Earlier, White gave us his history of London in the 20th century and in doing so, said that it simply begged for a recounting of the earlier period. In researching one, he found that it had to grow out of the other. No era in London's history witnessed such dramatic developments as the 19th century. White draws on a wealth of eloquent contemporary sources - from Hazlitt and Mahew, Dickens to Thackeray, and the work is packed with engaging potted histories of everything: from the police force and mob violence to office blocks and the hygiene of prostitutes!

We know that this is a massive subject. History, in the retelling, needs to be "magisterial" but White has written at a heady pace and with a driving enthusiasm. One gets the feeling that, looking back from the 20th to the 19th, one sees a Victorian city that has been transformed but still wearing its 19th century clothes.

By the 20th century, London's population has swelled to 6.5 million and was then the largest city the world had ever seen, stretched to 17 mile wide and bigger than Paris, Berlin and Vienna combined.

As White says, the newer 20th century London was "crow-barred into place" - and he tells of the whole infrastructure of the city doggedly falling into place: slums were cleared, grand public buildings were raised, thoroughfare erected, roads, railways and undergrounds, schools, and of course sewers.
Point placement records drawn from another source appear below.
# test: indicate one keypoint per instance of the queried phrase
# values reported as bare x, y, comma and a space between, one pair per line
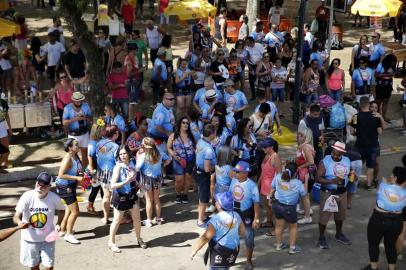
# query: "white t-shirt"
255, 53
39, 213
53, 52
275, 13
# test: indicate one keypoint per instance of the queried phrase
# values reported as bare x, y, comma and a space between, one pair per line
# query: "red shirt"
118, 78
127, 11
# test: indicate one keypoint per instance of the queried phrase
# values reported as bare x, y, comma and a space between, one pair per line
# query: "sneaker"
210, 209
323, 243
343, 239
147, 223
305, 220
295, 250
279, 247
178, 199
71, 239
184, 198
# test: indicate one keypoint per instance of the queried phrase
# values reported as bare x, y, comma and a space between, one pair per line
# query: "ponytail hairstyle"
289, 171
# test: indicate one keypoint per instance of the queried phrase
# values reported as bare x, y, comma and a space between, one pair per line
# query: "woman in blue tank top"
70, 173
387, 219
123, 184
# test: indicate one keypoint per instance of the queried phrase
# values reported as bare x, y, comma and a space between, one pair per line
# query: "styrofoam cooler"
316, 192
16, 114
38, 115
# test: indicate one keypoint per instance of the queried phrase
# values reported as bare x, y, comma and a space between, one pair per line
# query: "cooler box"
16, 114
315, 193
38, 115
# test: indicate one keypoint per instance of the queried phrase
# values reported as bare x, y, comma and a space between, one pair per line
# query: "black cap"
44, 178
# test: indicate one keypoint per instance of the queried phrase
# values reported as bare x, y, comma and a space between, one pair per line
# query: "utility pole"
299, 70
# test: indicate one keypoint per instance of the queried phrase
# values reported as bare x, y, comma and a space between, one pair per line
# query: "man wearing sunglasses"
35, 213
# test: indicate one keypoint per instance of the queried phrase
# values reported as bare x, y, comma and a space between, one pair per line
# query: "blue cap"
242, 166
267, 142
225, 199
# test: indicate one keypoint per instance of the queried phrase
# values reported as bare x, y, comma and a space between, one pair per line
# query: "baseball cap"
44, 178
225, 199
242, 166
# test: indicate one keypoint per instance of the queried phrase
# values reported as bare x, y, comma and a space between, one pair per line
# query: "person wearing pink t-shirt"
117, 80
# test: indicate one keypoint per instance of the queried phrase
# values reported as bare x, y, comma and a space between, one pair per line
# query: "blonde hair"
151, 152
96, 132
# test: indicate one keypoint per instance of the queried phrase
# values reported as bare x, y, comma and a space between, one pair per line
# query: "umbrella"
8, 28
190, 9
377, 8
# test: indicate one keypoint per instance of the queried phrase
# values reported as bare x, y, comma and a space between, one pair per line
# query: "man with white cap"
332, 175
77, 119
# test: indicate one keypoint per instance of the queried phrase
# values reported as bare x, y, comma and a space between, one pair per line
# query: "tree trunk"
72, 11
252, 13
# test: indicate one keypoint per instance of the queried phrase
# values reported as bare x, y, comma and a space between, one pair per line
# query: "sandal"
142, 244
114, 248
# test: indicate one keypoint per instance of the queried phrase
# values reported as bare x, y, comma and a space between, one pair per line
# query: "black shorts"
203, 186
284, 211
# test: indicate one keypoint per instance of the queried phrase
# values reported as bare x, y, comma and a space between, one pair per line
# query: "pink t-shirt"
267, 175
118, 78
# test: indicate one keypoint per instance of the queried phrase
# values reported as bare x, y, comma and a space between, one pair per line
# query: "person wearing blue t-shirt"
224, 228
77, 120
149, 163
287, 191
377, 50
113, 118
387, 219
159, 76
332, 175
106, 150
205, 162
246, 203
235, 100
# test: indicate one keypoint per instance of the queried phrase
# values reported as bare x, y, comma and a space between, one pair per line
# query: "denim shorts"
369, 155
284, 211
34, 253
278, 93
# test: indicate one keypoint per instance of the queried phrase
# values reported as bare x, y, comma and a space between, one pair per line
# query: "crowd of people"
203, 133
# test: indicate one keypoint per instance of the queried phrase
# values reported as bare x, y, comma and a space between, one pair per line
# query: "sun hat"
225, 199
242, 166
77, 96
339, 146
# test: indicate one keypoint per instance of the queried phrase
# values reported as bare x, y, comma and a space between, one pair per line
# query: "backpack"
337, 116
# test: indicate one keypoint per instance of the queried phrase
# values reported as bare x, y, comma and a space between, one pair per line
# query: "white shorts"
34, 253
83, 140
3, 129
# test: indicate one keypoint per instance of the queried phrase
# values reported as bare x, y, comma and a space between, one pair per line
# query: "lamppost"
299, 70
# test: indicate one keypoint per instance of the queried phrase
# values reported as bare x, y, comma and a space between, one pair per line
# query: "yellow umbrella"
377, 8
8, 28
190, 9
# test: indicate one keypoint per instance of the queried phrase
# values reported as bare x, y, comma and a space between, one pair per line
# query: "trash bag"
337, 116
331, 204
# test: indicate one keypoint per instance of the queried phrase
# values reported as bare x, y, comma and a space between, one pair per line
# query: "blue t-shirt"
200, 96
164, 73
377, 51
70, 113
163, 117
288, 192
361, 75
223, 178
336, 169
226, 223
204, 151
147, 168
245, 193
391, 198
235, 101
118, 120
106, 154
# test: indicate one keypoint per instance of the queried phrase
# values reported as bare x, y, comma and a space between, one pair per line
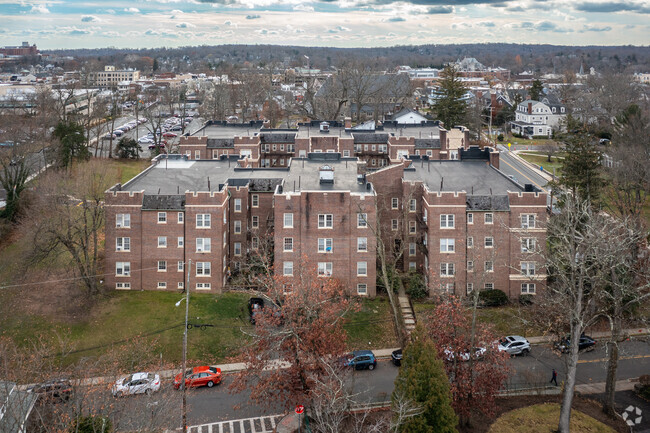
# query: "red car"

This is a passionate book. White revivifies every incident and resuscitates every rogue. It's an exciting example of how a story of a city should be written.

Evoking a Dark period of history

Justin Cartwright is an uneven writer - startlingly uneven, I would say. He does give us some leaden dialogue and he likes his narrator to utter hackneyed platitudes. But he has taken to hand a new novel, The Song Before it is Sung (Bloomsbury, 2007, pp 276) that also carries a richly detailed evocation of one of darkest periods of history. It is meant to be an eloquent exploration of human fallibility and guilt, but I get that sneaking feeling that it got a little too big for the author's boots.

The novel tells the story of a shy Jewish philosopher and a dashing German aristocrat. It is a fictionalised version of the Jew, Isaiah Berlin, and the German officer, Adam von Trott. If readers remember, von Trott was executed for his part in the "Generals’ Uprising" against Hitler in 1944.

In the book, the pair meet in Oxford in the 1930s and fall out when the German takes up a post in Hitler's Foreign Ministry. The story, as we have it, tells of the research by a London journalist who is obsessed by the German's terrible end and of how von Trott was tortured, then hung, and the whole execution filmed for Hitler's viewing pleasure.

But Cartwright renders his characters rather sketchily and the historiography of the novel is rather half-baked. He has not gone deep enough - merely scratched at the surface, but the plot is an excellent one and could have produced a superb retelling of the emotions that severed the German-Jew friendship, and how the sorry attempt to kill Hitler failed miserably. I think Cartwright rushed it although given the bare facts to build on. Pity, for the book makes, despite criticism, an interesting story of the times when Hitler knew he had lost his grip and could depend on no one to say "Mein Fuhrer" with any real show of devotion.